PMN depletion results in increased levels of initial bacterial infection. BALB/c mice were depleted of PMNs by intraperitoneal injections of an anti-Ly6G antibody and were infected with wt bioluminescent Y. pseudotuberculosis or with a yopH, yopE, or yopK mutant. Mice injected with PBS served as controls. The infection was monitored and analyzed by IVIS for 5 days. (A) Representative groups of mice followed throughout the infection are shown. The intensity of emission is represented with pseudocolors, with variations in color representing light intensity. Red represents the most intense light emission, while blue corresponds to the weakest signal. (B) Determination of signals at days 1, 3, and 5 p.i. from bioluminescent bacteria in the abdominal sides of BALB/c mice treated with PBS or anti-Ly6G. A total of 15 mice were used for day 1 p.i., 10 for day 3 p.i., and 5 for day 5 p.i., for all groups included.
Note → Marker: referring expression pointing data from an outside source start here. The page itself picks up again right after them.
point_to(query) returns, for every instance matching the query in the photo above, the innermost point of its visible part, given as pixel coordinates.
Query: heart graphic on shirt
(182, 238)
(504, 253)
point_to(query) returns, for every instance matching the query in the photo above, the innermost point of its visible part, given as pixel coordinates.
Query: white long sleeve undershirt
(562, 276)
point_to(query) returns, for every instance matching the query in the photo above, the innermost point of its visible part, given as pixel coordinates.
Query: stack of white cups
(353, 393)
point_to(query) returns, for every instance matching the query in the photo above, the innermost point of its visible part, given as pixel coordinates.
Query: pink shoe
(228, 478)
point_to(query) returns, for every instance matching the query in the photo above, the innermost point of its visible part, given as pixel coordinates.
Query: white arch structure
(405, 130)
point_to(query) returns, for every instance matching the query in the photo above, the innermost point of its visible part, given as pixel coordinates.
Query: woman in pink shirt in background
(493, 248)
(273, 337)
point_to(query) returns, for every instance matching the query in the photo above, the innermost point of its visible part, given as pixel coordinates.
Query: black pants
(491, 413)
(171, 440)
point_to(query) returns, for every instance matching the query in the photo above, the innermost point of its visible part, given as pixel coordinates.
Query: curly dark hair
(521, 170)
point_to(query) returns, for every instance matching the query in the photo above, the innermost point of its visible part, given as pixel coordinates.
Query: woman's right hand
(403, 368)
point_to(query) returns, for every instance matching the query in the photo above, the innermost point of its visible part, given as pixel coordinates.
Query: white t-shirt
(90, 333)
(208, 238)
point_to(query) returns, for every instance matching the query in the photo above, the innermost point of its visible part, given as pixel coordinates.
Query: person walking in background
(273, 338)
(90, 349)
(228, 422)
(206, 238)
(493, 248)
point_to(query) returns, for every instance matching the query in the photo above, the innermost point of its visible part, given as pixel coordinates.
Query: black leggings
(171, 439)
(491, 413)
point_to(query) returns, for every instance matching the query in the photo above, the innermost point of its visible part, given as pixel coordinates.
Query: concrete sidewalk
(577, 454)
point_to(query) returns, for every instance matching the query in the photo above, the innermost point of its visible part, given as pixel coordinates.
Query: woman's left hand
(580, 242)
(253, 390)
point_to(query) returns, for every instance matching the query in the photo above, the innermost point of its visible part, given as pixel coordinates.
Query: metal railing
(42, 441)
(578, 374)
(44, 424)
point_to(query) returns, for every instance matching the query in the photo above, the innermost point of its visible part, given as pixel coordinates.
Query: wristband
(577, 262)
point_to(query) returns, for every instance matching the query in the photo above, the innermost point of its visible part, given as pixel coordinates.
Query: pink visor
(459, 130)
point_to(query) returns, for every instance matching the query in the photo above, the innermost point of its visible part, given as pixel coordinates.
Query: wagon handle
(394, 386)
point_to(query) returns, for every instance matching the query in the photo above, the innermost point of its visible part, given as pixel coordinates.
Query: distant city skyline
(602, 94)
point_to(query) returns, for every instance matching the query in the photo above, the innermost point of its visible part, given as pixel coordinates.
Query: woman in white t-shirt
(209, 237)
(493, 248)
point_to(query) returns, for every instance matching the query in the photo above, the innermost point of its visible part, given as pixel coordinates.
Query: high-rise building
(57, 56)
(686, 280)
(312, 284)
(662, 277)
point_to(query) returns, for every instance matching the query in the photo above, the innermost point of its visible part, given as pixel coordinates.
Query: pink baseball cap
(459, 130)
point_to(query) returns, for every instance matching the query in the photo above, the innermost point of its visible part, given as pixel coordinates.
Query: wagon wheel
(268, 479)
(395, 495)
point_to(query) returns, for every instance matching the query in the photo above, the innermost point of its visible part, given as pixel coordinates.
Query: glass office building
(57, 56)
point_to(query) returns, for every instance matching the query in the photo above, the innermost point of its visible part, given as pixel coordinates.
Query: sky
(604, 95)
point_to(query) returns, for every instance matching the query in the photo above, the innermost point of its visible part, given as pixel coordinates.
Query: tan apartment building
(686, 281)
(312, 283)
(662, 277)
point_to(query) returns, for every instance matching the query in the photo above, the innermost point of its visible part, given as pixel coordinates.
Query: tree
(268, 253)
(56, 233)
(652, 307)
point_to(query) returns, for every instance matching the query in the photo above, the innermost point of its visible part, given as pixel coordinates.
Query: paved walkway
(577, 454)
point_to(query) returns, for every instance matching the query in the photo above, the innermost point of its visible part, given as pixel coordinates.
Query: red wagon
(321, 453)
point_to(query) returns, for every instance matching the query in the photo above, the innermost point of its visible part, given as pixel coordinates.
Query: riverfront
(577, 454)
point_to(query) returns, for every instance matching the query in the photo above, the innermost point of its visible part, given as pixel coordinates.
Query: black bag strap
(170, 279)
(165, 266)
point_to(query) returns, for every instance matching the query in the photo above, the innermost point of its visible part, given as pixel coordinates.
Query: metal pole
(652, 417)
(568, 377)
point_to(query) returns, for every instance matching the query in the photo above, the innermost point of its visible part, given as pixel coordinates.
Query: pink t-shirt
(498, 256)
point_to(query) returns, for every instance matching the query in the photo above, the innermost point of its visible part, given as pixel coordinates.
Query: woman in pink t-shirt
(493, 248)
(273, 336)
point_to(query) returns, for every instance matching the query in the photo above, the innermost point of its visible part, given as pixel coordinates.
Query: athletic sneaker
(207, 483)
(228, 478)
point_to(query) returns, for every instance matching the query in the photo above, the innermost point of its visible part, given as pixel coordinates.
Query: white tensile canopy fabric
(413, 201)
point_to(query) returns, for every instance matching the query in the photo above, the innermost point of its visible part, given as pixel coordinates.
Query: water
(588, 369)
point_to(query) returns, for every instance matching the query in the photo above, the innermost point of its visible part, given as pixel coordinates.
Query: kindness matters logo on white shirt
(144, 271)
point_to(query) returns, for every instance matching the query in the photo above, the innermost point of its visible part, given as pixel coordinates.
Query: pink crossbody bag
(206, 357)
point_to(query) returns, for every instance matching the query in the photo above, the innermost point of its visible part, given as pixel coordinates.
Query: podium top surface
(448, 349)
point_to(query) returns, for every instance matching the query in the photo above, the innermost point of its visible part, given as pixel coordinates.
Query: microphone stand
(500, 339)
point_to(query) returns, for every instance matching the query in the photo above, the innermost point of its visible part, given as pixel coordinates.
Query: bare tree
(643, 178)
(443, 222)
The bacterial signals were measured from sets of regions of interest and are presented as the geometric means of total flux (photons per second per area). Differences between groups were analyzed by the Mann-Whitney U test, with significance set at P values of <0.05 (*), <0.01 (**), or <0.001 (***).

FIG 4

PMN depletion enables faster dissemination of avirulent Yop mutants to MLNs. BALB/c mice were depleted of PMNs by intraperitoneal injections of an anti-Ly6G antibody and were infected with wt bioluminescent Y. pseudotuberculosis or a yopH, yopE, or yopK mutant. Mice injected with PBS served as controls. Bacterial dissemination was determined by dissection of organs and analysis by IVIS at day 1 p.i. Pictures of organs from representative mice are presented together with the numbers of organs positive for bacterial signals by IVIS. P, Peyer's patches; C, cecum; M, mesenteric lymph node; S, spleen; L, liver.

FIG 5

The proportion of Gr-1^low MHC-II⁻ cells increases in PMN-depleted mice infected with Y. pseudotuberculosis. Blood from undepleted and PMN-depleted mice, uninfected or infected with wt Y. pseudotuberculosis, was collected and was analyzed for the presence of Gr-1⁺ cells by flow cytometry. (A) Percentages of Gr-1^low MHC-II⁻ cells during the course of the experiment. Cellular expression of Gr-1 and MHC-II was determined by flow cytometry analysis. Data for gated Gr-1^low MHC-II⁻ cells are presented as means ± SD. (B) Representative dot plots from flow cytometry analysis performed on blood leukocytes to investigate the distribution of mature and immature PMNs and monocytes upon infection in undepleted and PMN-depleted mice. Blood leukocytes were isolated and were analyzed for the expression of Gr-1 and F4/80. Monocytes were identified as Gr-1⁺ F4/80⁺ cells (upper right quadrants), immature PMNs as Gr-1^low F4/80⁻ cells (lower middle quadrants), and mature PMNs as Gr-1^high F4/80⁻ cells (lower far right quadrants). (C) Different Gr-1⁺ cell types in blood from undepleted and depleted mice, uninfected or infected with wt Y. pseudotuberculosis, at day 5 postinfection. The flow cytometry analysis used gates to separate Gr-1⁺ cells into monocytes (Mo), immature neutrophils (iPMNs), and mature neutrophils (mPMNs) on the basis of their expression of Gr-1 and F4/80. Data are presented as means ± SD. Differences between groups were analyzed by an unpaired Student t test, with significance set at P values of <0.05 (*), <0.01 (**), or <0.001 (***).